I don’t know if the French have been chastened by this rebuke, but I think we should urge Nick to relax. Look at the polls. Anyone would think that Nicolas Sarkozy and David Cameron began that summit with a secret meeting, at which they agreed to help boost the other’s domestic ratings. “I’ll bash you if you’ll bash me,” they said. “Our voters will love it!” And hey presto. The Prime Minister takes a principled opposition to plans for a Fiscal Union (FU), and shoots ahead of poor old Ed Miliband in the polls.
Sarkozy bolsters his own election hopes as he launches an ever-popular tirade against les rosbifs and their appalling belief in free markets. It’s win-win. That is the point about the pantomime xenophobia between the French and the British: it is essentially innocent — or more innocent than almost any other form of xenophobia; because in our hearts, au fond, neither side really believes it. We have to admit there are times when we enjoy a good old orgy of gratuitous Frog-bashing. There are times when we are all prepared to read how our continental cousins are a bunch of garlic-breathing Strauss-Kahns with a deeply suspect interest in structuralism and gloomy films. In this stereotypical world, their women fail to shave their armpits, they have a weird obsession with suppositories and a fanatical lust to eat our children’s ponies.
As for the French view of the British, I am afraid that there are times when they can be heard to say that we have terrible food, that we prefer hot water bottles to sexual intercourse and that most of the men in our ruling class (this was a tart observation by former prime minister Edith Cresson) were not the marrying kind. This is the kind of cheerful abuse that we have been directing at each other for generations, and ever since the battle of Waterloo it has not been meant very seriously.
Deep down, all reasonable English people know that the French have an extraordinary culture, that their understanding of cheese-making is god-given, that they have high-speed trains of a kind we are still trying to imitate and that it is a shame that we (and our children) are so feeble in our mastery of their beautiful language. You can tell that the British secretly love and admire the French by the sheer numbers who go to France for their holidays, and who make their homes in the Dordogne.

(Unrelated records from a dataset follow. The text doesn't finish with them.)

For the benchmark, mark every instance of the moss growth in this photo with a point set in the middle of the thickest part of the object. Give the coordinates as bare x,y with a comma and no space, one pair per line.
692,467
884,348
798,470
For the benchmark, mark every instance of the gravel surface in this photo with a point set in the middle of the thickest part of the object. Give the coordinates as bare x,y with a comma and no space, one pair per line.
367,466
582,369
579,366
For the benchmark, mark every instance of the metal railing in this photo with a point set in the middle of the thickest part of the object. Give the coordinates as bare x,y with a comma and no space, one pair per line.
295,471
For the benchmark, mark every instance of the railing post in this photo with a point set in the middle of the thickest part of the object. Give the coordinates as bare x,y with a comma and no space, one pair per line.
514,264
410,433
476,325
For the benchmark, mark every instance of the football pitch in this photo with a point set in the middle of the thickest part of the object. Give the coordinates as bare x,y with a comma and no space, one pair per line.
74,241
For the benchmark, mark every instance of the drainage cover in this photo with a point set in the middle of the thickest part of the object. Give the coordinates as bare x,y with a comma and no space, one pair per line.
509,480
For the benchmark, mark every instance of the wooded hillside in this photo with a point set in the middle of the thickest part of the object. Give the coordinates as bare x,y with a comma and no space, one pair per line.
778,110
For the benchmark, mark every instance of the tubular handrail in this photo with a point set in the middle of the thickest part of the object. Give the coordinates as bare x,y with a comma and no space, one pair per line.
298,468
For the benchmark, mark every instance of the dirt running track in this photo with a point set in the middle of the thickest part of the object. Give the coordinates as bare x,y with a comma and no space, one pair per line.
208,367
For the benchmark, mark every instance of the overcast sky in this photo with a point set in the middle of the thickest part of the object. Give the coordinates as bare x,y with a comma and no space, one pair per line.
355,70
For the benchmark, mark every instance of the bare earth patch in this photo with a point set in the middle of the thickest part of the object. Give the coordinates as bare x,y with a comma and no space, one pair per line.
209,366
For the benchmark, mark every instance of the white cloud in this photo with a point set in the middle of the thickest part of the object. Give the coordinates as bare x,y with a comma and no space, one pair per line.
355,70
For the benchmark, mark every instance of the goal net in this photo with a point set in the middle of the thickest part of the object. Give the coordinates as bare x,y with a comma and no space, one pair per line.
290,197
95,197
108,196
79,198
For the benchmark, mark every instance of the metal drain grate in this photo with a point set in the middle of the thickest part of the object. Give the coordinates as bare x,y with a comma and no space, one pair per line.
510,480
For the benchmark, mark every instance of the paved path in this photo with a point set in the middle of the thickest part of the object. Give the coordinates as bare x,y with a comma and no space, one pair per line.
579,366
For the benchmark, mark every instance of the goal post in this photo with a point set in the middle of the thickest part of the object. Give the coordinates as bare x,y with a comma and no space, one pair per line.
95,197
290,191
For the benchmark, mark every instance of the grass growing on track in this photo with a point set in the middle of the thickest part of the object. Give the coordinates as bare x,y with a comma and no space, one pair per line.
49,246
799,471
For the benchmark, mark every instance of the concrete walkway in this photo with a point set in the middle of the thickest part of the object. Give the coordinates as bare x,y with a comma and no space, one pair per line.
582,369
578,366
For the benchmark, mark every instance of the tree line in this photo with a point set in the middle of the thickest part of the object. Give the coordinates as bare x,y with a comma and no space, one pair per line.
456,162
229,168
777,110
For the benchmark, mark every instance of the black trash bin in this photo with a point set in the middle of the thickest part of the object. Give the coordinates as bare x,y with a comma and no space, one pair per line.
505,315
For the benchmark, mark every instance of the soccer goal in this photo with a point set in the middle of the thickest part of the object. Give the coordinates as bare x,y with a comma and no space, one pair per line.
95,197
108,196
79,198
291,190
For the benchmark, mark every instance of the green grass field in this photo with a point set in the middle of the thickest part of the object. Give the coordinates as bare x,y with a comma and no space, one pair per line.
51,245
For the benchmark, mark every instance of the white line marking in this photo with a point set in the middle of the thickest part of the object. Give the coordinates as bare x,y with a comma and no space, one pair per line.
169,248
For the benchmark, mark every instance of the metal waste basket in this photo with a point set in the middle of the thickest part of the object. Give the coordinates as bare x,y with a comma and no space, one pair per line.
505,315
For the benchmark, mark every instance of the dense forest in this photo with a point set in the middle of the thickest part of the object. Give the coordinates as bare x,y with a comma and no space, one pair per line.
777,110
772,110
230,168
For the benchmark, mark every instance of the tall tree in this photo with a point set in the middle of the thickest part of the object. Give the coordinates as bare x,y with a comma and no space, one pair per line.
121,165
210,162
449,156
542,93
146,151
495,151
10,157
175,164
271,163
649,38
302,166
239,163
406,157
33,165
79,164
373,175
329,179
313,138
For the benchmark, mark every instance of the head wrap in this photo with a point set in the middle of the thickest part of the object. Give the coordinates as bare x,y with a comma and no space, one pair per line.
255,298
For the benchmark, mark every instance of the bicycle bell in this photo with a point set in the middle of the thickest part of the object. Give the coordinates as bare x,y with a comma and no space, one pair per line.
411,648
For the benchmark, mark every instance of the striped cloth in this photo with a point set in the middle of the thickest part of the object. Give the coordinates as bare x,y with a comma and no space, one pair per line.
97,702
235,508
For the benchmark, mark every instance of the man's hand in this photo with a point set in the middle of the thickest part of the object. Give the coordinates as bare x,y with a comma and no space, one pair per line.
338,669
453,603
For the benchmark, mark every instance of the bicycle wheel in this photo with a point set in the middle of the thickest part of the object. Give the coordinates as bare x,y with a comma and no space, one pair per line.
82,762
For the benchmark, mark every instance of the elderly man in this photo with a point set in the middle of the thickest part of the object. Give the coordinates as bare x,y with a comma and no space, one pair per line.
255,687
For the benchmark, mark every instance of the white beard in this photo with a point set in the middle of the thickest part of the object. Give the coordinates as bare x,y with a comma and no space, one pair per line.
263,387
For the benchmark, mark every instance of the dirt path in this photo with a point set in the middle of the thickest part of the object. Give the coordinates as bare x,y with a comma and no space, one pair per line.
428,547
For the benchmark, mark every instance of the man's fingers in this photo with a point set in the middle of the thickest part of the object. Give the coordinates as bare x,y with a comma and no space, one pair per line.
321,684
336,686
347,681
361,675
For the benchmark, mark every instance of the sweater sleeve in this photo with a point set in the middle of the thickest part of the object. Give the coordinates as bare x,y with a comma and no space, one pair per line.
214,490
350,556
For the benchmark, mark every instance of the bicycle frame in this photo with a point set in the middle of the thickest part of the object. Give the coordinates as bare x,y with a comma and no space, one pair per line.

As for the French, they know in their hearts that for all the 20th-century misunderstandings between us — Verdun, Mers-el-Kebir, Suez, de Gaulle’s “non” — we remain indispensable allies; and all civilised French people understand that we also have our good points: humour, gardens, custard, pubs, democracy, the theatre and everything else that makes this country great. That is why so many hundreds of thousands of French people have moved to England in the past 20 years, and that is why London is now the sixth or seventh biggest French city on Earth. In fact, there are now so many talented French people living in the English capital that a special MP has just been appointed for outre-manche.

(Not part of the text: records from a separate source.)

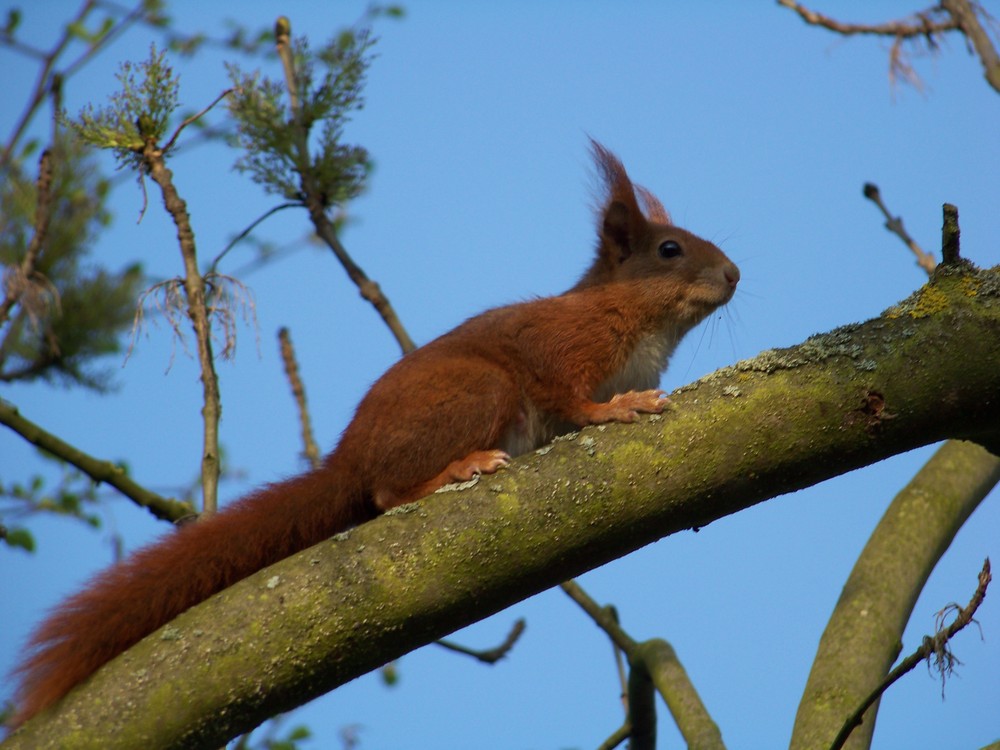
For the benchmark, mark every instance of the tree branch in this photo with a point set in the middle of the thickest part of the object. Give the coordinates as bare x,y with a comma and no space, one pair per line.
194,289
964,14
310,450
856,651
936,646
22,280
921,26
895,225
166,509
782,421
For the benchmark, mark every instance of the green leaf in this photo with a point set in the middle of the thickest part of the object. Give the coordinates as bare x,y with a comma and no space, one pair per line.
21,538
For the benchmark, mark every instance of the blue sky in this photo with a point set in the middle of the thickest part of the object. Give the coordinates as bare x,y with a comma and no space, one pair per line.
756,132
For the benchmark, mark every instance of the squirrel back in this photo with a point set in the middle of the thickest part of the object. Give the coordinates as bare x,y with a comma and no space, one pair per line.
500,384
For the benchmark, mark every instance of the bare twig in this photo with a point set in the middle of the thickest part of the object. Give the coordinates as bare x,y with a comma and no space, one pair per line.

Victor Hugo said something about how the French and the English needed each other, because they both did well from the competition — and he was right. And the final reason to be cool about the gall of Gaul is, of course, that we are not the real object of French wrath. It isn’t Britain whose dithering is causing the continuing and growing uncertainty over the euro. Downing Street is not responsible for the failure to reassure the markets with a credible plan to guarantee the sovereign debt of the peripheral euro nations.
The French are really disappointed with Germany; and it is a golden rule of European politics that when France is angry with Germany, Britain gets the blame. That is because a rant against Germany is a very different thing, with a much heavier charge. Sixty-seven years after the war, the French are facing up to the reality that the European experiment has failed to contain German economic might, and that the Germans are unwilling and unable to help other countries cope with the agony of the euro.
That is what is really making them angry — but that is taboo. Much better to chuck a cow at les anglais.